The end of the world is nigh. Repent you sinners.

#1
The apocalypse is upon us. The signs and portents are all around us.

Flocks of birds fall lifeless from the sky, the rivers are awash with millions of dead fish and cows drop dead in the fields, all with no readily explainable cause.

Floods, volcanoes and earthquakes abound in the land (alright maybe not earthquakes).

So as we are all doomed what sin will you be committing in the final days of existence?

Personally I think I will just get pissed and see if I can sleep through it all.
 
#2
The apocalypse is upon us. The signs and portents are all around us.

Flocks of birds fall lifeless from the sky, the rivers are awash with millions of dead fish and cows drop dead in the fields, all with no readily explainable cause.
Shock (understandable but unjustified) at Labour retaining Oldham?

Floods, volcanoes and earthquakes abound in the land (alright maybe not earthquakes).
Get thee up to Deepdale, young lad. 3.6 on the Richter, it was.

So as we are all doomed what sin will you be committing in the final days of existence?
Sloth!
 
#3
Having a sandwich and a nice cup of tea. Then some shagging most likely.

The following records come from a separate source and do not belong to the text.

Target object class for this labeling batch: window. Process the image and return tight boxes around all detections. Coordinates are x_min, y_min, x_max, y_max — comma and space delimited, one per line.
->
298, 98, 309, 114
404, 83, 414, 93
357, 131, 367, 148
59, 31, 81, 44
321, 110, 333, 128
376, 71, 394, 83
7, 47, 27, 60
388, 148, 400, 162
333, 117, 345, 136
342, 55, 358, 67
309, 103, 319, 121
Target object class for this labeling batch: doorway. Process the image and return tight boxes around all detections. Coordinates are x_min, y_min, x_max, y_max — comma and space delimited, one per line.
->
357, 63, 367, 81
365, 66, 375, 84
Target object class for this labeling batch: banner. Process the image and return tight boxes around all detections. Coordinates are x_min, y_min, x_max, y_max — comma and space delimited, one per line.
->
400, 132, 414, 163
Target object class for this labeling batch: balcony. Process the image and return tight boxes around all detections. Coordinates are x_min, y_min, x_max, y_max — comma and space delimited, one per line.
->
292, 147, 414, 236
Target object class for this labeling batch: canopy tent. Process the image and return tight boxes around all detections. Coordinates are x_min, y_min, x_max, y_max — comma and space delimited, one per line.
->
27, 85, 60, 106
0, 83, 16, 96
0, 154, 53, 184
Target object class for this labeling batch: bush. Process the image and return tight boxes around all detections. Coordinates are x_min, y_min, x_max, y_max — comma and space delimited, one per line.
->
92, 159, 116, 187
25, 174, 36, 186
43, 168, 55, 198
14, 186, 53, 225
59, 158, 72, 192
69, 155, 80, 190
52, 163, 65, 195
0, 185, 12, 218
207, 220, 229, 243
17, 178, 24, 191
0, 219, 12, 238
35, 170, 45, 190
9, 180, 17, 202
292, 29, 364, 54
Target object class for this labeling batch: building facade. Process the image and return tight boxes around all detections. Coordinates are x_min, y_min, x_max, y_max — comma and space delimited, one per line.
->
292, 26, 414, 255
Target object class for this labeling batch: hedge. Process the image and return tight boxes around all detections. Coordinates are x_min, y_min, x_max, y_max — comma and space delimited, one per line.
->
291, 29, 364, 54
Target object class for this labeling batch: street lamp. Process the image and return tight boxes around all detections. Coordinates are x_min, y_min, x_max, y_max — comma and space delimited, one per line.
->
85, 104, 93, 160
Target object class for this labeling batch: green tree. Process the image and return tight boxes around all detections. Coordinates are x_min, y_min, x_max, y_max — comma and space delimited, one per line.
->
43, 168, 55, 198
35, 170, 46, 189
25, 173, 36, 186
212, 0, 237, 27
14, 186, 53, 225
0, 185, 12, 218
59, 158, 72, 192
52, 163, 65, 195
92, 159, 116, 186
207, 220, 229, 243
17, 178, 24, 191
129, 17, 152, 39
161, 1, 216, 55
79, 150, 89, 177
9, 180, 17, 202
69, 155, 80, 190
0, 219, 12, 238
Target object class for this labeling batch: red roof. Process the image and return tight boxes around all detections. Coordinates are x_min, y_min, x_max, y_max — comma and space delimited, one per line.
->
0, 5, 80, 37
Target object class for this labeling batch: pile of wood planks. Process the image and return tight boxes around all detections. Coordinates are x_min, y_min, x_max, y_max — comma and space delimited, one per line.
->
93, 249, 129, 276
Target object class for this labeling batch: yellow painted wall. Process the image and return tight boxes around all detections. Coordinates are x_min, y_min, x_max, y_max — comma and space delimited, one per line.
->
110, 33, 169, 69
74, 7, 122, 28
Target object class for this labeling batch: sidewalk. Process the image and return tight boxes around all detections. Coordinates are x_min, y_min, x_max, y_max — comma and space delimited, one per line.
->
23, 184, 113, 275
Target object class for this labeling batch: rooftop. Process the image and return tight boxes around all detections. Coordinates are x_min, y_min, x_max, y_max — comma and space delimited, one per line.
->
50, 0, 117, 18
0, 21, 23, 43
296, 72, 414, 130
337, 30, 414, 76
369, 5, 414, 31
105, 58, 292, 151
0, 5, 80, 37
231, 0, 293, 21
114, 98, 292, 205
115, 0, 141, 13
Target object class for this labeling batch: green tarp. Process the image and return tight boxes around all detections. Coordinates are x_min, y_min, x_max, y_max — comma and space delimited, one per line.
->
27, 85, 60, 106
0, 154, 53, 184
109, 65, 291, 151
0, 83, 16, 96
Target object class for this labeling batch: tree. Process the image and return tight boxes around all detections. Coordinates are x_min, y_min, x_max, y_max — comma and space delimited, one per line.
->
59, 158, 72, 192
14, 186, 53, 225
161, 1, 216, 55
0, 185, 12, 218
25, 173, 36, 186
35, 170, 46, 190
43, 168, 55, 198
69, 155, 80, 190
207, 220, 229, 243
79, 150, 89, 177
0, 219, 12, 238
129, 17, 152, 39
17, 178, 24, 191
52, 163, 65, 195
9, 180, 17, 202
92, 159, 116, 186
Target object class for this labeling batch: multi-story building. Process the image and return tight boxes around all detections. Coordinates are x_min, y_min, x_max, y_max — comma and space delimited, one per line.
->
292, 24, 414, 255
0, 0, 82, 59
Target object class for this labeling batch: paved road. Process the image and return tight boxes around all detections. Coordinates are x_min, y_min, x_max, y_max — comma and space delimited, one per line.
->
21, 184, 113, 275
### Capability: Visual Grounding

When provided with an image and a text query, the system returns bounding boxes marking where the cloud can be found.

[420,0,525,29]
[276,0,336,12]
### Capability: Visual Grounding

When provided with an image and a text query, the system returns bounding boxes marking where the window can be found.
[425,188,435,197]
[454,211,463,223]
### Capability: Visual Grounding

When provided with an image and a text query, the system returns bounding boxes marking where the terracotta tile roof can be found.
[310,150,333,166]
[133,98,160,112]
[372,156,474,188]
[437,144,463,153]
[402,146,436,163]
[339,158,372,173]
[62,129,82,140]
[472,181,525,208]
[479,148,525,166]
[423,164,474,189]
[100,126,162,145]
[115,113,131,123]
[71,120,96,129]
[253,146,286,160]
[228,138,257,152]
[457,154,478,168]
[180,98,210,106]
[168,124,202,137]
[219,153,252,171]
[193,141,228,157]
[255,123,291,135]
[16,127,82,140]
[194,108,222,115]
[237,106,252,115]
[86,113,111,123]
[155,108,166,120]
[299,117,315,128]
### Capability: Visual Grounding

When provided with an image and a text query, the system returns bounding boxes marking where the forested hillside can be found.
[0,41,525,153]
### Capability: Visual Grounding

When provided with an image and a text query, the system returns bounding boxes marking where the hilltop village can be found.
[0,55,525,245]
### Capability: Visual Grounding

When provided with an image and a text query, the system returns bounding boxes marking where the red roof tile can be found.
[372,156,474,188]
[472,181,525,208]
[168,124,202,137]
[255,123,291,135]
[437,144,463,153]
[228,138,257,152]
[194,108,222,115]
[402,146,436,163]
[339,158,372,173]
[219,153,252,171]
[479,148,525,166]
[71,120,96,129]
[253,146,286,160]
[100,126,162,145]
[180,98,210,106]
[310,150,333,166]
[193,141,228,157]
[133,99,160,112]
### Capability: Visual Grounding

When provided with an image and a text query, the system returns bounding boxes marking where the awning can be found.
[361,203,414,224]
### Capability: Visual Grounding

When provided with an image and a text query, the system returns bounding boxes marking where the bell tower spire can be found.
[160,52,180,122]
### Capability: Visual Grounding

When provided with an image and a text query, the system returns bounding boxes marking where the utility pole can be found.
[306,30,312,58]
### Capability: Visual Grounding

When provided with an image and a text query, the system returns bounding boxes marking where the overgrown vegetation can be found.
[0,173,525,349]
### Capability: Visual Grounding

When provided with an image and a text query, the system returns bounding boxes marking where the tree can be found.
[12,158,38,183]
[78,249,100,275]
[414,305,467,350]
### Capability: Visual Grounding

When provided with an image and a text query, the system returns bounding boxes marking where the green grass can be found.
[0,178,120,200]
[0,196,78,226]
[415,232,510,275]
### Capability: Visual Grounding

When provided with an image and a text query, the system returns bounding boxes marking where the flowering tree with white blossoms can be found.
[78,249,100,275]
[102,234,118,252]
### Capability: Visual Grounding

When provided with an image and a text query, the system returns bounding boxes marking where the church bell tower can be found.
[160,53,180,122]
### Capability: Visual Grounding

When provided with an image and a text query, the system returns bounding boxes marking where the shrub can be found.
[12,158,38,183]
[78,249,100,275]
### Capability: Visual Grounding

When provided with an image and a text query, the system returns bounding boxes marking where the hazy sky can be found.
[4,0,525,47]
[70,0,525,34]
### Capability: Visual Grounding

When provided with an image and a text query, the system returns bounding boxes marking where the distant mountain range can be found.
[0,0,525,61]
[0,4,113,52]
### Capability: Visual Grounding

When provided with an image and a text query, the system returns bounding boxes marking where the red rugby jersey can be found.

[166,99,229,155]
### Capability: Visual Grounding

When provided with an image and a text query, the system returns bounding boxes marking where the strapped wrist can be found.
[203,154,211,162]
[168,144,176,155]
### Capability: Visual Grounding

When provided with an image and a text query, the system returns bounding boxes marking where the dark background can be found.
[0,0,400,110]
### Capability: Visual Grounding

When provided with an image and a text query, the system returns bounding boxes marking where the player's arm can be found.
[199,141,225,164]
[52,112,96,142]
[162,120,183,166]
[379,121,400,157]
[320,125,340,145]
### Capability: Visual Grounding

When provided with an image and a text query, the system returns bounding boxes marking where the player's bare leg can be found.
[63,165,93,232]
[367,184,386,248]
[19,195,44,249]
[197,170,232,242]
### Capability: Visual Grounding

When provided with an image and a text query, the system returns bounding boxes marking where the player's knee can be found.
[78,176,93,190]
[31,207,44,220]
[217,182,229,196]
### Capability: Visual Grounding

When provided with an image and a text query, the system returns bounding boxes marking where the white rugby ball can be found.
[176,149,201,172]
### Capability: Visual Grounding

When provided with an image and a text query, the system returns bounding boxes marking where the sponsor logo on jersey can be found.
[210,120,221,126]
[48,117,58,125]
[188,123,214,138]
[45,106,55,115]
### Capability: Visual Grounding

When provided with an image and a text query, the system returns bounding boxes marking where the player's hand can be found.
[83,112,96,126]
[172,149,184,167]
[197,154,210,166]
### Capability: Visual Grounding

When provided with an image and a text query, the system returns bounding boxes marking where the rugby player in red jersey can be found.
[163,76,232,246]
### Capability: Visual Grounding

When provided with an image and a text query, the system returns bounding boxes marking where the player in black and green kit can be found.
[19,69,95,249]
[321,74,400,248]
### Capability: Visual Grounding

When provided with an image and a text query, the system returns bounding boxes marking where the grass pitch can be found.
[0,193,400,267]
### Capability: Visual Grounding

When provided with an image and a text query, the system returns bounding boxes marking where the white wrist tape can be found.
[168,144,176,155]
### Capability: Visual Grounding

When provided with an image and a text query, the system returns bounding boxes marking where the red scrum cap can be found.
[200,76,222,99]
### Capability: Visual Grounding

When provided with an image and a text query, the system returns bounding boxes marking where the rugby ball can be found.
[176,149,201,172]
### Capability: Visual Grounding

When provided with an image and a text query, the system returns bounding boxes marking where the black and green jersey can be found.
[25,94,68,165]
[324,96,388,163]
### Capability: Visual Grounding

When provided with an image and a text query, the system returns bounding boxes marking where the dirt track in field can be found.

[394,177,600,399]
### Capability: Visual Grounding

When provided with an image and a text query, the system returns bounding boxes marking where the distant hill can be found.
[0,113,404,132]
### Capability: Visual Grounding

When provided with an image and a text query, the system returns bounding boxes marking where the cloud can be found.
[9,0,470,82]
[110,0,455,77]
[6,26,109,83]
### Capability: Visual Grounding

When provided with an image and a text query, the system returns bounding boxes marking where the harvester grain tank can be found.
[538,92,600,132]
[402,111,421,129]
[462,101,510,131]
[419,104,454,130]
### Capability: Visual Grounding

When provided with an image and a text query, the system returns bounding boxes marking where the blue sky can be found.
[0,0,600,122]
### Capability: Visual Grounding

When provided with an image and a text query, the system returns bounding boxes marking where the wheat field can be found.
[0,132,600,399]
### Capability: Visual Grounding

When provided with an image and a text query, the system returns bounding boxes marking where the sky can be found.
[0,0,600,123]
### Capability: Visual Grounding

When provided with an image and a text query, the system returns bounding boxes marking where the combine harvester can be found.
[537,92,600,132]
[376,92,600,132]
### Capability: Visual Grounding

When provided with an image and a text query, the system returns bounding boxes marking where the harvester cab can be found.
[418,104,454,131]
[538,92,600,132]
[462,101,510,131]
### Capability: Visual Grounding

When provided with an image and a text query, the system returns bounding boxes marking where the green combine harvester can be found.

Find some daft bint that reckons the world is actually going to end and take blessed advantage.
 
#4
"Forgetting" to pay the bills....
 
#5
Oh right. Is that what it is? How come they didnt mention the day of retribution on the weather reports? I went to church on Saturday evening and no mention of there either. I shall have to write a letter to someone about this. I hope the after-life has more thoughtful and accurate meterological/spiritual tie-ins.
Robbing the lead off the roof is not going to church Mr D.
 
#6
we're all going to die - but before we do I have a few bottles need drinking
 
B

Boozy

Guest
#9
yes you can open and pass them to me for drinking
damnation! that's ok I have one of those novelty really long straws... we can share!

Or else I'll employ my standard club manoeuvre ... point at something behind you and while you're gawking, quickly take several massive slugs of your drink...when you look back again you won't even notice :razz:

End times call for sneaky tactics!
 
#10
Anyone working on the After Life Rumour Service (ALRSE) yet - Olive Net Ltd?

If there is no Penguins of Madagascar on the 'otherside', don't wait for me.
 
#11
The apocalypse is upon us. The signs and portents are all around us.

Flocks of birds fall lifeless from the sky, the rivers are awash with millions of dead fish and cows drop dead in the fields, all with no readily explainable cause.

Floods, volcanoes and earthquakes abound in the land (alright maybe not earthquakes).

So as we are all doomed what sin will you be committing in the final days of existence?

Personally I think I will just get pissed and see if I can sleep through it all.
Who said no earthquakes? Over here in Catalonia we have had a couple of earth trembles recently, and this was a volcanic area. Be very afraid.